Article by Floriana Savino
On the occasion of Milan Art Week 2026, the visual artist Romane de Watteville (Lausanne, 1993) arrives in Italy for the first time with her solo exhibition I’ll miss you when I scroll away at the Istituto Svizzero, on view until July 4, 2026.
As sarcastically anticipated by the chosen title, the exhibited works engage with an increasingly dominant and invasive virtual and social reality. The influx of a vast amount of information, sounds, and images that overwhelms an hyperconnected everyday life offers an opportunity to investigate feelings of loss, joy, nostalgia, and distress characteristic of our immersive present time.

In an interview given in 2011 to critic and journalist Richard Capes, the great Mark Fisher had, in this regard, perceptively observed:
Depressive hedonia was […] an expression I used to reflect on the form taken by depression in a world where stimulation is always available […] depression is usually described as a case of anhedonia […] I, on the other hand, had the impression that for those kids it was almost the opposite case, where pleasure is so readily available that […] it is precisely this availability of pleasure that causes depression. […] a model of pleasure […] consumerist, which does not increase people’s self-esteem, sense of well-being or […] sense of engagement with things. Instead, there are only small repetitive bursts of pleasure. And one of the consequences produced by such a situation is the disappearance of so-called productive boredom. […] In twenty-first century culture, the availability of constant low-intensity stimulation precludes a certain kind of boredom and precludes a certain kind of alienation, but I think it also produces a general feeling of unconscious disengagement.
Along the trajectories of a time increasingly marked by AI, the melancholic and colorful “end of the party” offered by Romane de Watteville questions the viewer about the true condition of the most authentic emotions, as we are immersed within a transparent and powerfully suffocating bubble.

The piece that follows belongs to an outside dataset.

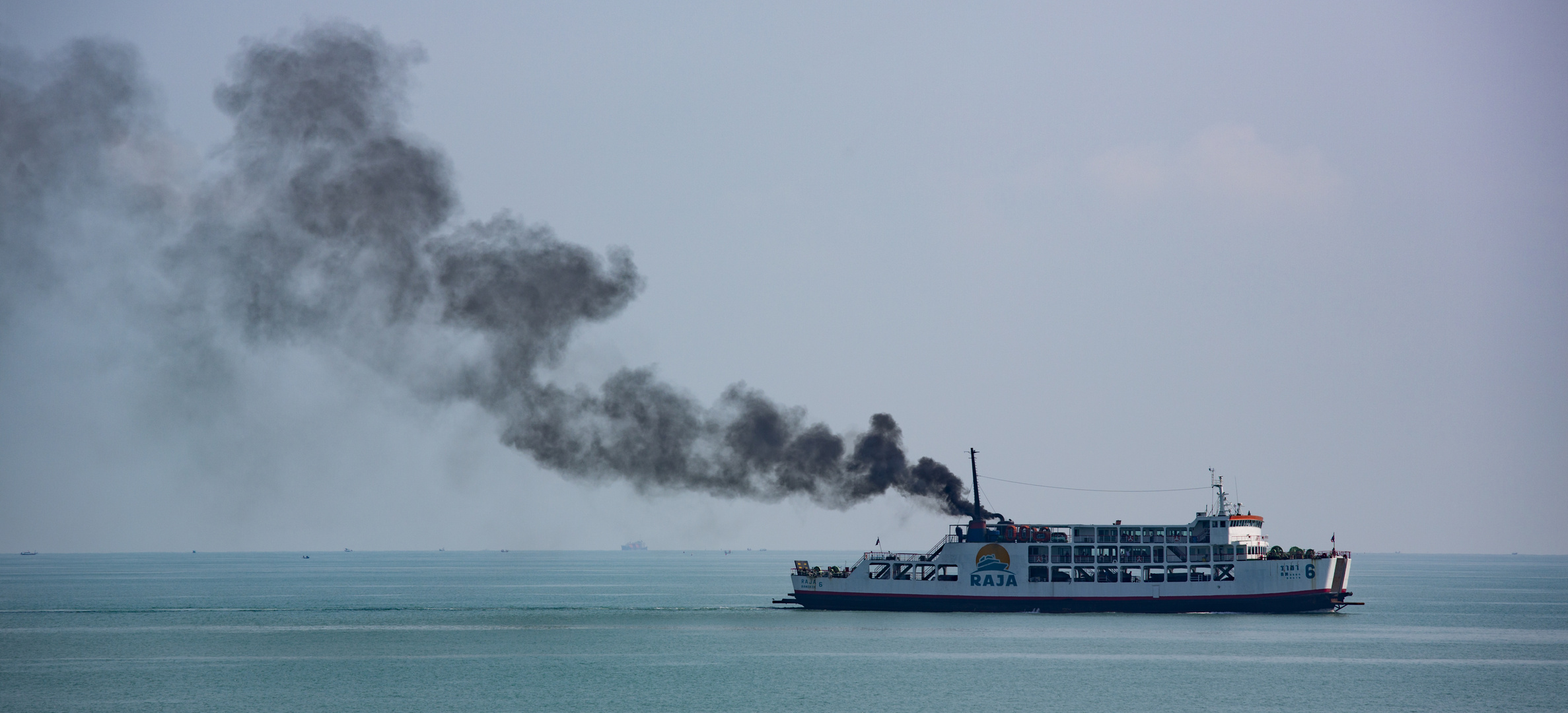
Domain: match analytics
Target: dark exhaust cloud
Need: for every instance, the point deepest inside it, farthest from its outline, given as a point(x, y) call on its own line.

In the hyperrealistic paintings, the opulence of the remnants of consumer society emerges. The social media universe, populated by the most famous or improvised influencers of a brief and once-authentic time, with its leftovers and titanic relics of a smoky and disoriented golden age, gathers the crumbs of a melancholy tied to the end of an event—one that will soon be followed by many others.
Among what remains of a banquet lingers the nauseating fear that a given time may ultimately bend to the mere existence of its commodities. Romane de Watteville’s gaze and imagination thus operate on the fragile margins of a sentimentalism that, in no time, will give way to the indifference and distraction of the most ordinary daily life.
Through objects, through one or more still presences left on a table or slipped onto the floor, the Swiss-French artist stages the ruthless temporality of a bulimic and uninterrupted consumption, always plated in gold and diamonds.